I feel like this is really strange thing, but my relationship with the Playhouse is one of my most emotional. I've written about it before, in an essay that I simultaneously love and am embarrassed by. I spent most of the best day of my life in that building. In fact, I've probably spent more time in that building than anywhere other than the house I grew up in.
Being back there today was weird, but nice. I've been thinking about it for an hour or so now, and the best way I can think of to describe it follows.
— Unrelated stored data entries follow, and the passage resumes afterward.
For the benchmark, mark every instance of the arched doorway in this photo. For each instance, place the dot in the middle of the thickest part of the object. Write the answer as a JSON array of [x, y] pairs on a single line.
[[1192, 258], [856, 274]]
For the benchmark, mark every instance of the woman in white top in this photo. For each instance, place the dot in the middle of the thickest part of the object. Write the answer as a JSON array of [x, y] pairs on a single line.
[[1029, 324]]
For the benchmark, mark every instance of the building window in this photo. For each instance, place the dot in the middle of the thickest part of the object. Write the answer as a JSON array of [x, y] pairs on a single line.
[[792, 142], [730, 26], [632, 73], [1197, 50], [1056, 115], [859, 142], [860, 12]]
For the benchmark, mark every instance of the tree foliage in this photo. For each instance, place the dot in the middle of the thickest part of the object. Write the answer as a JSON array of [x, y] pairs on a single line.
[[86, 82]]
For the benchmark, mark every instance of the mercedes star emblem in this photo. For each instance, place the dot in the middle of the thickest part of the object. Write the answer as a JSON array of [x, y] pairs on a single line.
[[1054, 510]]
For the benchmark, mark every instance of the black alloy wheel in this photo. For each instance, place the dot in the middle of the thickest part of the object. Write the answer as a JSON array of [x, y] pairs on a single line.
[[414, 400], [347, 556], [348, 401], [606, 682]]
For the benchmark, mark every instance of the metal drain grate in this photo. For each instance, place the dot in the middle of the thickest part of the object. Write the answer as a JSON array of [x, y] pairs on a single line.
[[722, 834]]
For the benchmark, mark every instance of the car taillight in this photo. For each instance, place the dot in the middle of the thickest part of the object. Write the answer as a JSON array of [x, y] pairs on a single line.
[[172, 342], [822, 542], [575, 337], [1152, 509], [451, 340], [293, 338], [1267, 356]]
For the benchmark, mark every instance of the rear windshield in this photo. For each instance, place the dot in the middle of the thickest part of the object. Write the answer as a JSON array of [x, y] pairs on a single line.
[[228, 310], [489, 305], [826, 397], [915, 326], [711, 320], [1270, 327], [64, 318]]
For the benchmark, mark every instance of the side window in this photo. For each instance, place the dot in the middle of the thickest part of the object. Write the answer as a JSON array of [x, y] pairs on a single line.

It was like hugging an old girlfriend for the first time in years. Remembering how she smelled and felt, and how things used to be. Everything was just comfortable and nice, and I felt like I should just stay. Its weird how, in that moment, all there was was who I am and what this place means to me. There was a moment just like when you're with your ex, and you know if you kiss you'll be back where you were in a heartbeat, and maybe that's all you ever wanted.
When I left RPI, leaving the Players was like going through a particularly rough breakup, where she doesn't call you anymore because she can't handle it, and maybe is also an inanimate building. I spent more than a year being sad about not being in that space anymore, and the first time I visited was tremendously traumatic.
I guess I wonder if other people have relationships like this with buildings. I'd bet other stagehands do, but I've never really gotten anyone to talk about it.